Geneticallymodified food claims misleading
In a letter to the editor in the May 19 issue of the Journal-Pioneer, Kevin J. Arsenault opposes genetically-modified (GM) foods and decries the fact that GM foods are not labeled as such. While I am not going to be drawn into this debate, I do wish to point out that Mr. Arsenault has presented erroneous and misleading information concerning the health effects of glyphosphate on consumers of GM food. Glyphosphate is a herbicide frequently used by farmers in conjunction with growing GM crops. He writes that “the UN has ruled [glyphosphate] is ‘probably’ carcogenic.”
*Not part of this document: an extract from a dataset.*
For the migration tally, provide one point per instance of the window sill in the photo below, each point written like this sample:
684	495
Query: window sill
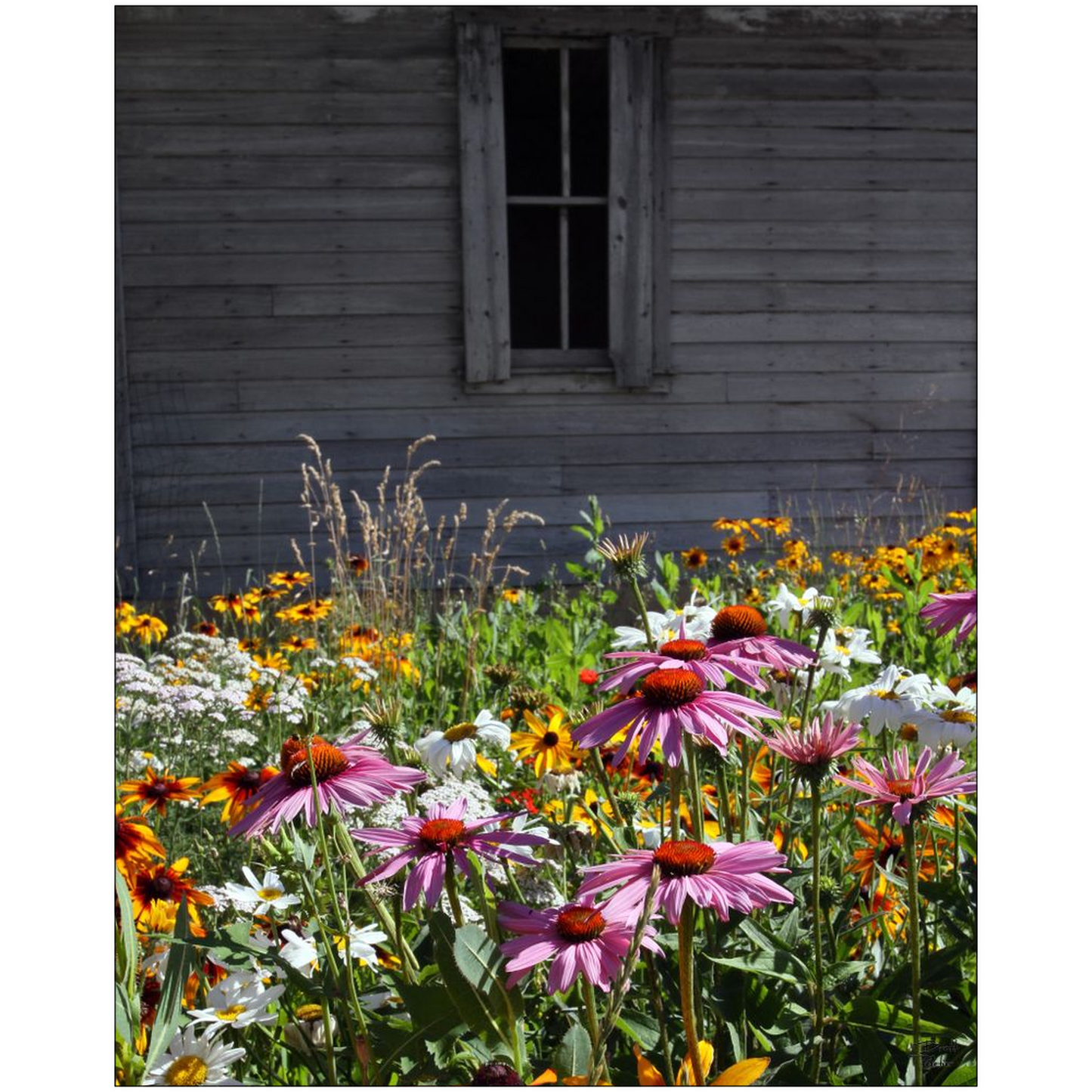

Mr. Arsenault is likely referring to a 2015 report of the International Agency for Research on Cancer (IARC), an arm of the World Health Organization (WHO), itself a UN agency. The report concluded that glyphosphate is “probably carcinogenic.” However, with respect to any impact it might have on the consumers of GM food, regulatory agencies in the U.S., Europe and elsewhere, largely rejected this finding because it was based on questionable quality of the studies and because it focused on whether glyphosphate might cause cancer in workers exposed to extreme doses over extended periods of time, not whether traces of it in our food pose a danger. Nevertheless, the IRAC finding has been widely circulated by anti-chemical and anti-GM advocacy groups that argue for bans or tighter restrictions in relation to GM food.
A study conducted in the early 1990s by the WHO, the United Nations Environmental Programme and the International Labour Organization (see http://apps.who. int/iris/handle/10665/40044) concluded that glyphosphate residues in crops and edible animal tissues “are negligible.” A 2016 joint report of two UN organizations, the WHO and the Food and Agriculture Organization (see http://www.who.int/foodsafety/ jmprsummary2016.pdf ) went further. It concluded that “glyphosphate is unlikely to be genotoxic at anticipated dietary exposures” and that “glyphosphate is unlikely to pose a carcinogenic risk to humans from exposure through diet.”